Сразу захлопала на ветру прижатая дверью куртка и Павел, досадливо шикая, всунул свободный конец в салон, просыпав очередную порцию кусочков стекла.
* * *
Смотреть на стекающие по стеклу капли любил не только Пашка.
Клаус Майер улучив момент, не смог себе отказать в удовольствии - расположился у окна, медленно потягивая кофе. Неожиданно его «Фольксваген» стоящий на парковке, стрельнув чёрным выхлопом, сорвался с места.
Машина повернула, следуя на выезд, и он увидел на пассажирском сиденье ненавистную азиатскую рожу.
«Нашли значит»! – В спешке он обронил ключи от машины, и искать их времени просто не было.
Клаус Майер выругался, не длинно, не коротко, но заковыристо и… грязно, что вслух себе никогда не позволял.
Обернувшись на удивлённый вздох, встретился с испуганными глазами старшей сестры.
«Интересно, как эта толстая африканская корова умудряется двигаться так бесшумно»?
Снова посмотрев на удаляющуюся машину, зло скрежетнув зубами.
«Что ещё? Жена звонила час назад (уже далеко из пригорода) на рабочий телефон. Сказала, что его мобильник не отвечает. По-моему и сотовый он оставил в машине».

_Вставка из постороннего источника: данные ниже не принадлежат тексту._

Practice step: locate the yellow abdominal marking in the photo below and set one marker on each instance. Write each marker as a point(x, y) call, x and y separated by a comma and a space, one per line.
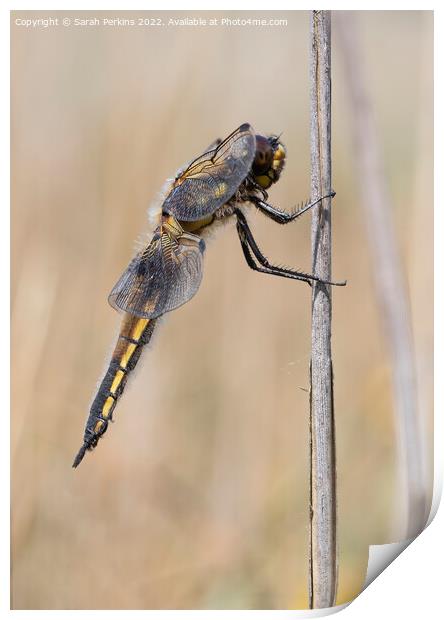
point(116, 382)
point(221, 189)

- Мисс Ноэл, мобильный телефон при вас?
- Да мистер Майер, - в её руках сразу появилась серебристая трубка.
- У вас есть номер моего мобильника? Вообще связь-то есть?
- Конечно мистер Майер, конечно номер ваш есть, - тут же уточнила она. Взглянув на дисплей, кивнула, - и связь сейчас есть.
- Наберите!
Едва дождавшись пока женщина найдёт номер в записной книжке и включит соединение, быстро подошёл и взял трубку.
«Звонок у меня громкий, - слушая гудок вызова, в бешенстве покусывал губы Майер, - надеюсь, что эти дикие азиаты, от неожиданности в штаны наложат и, как минимум в столб врежутся»!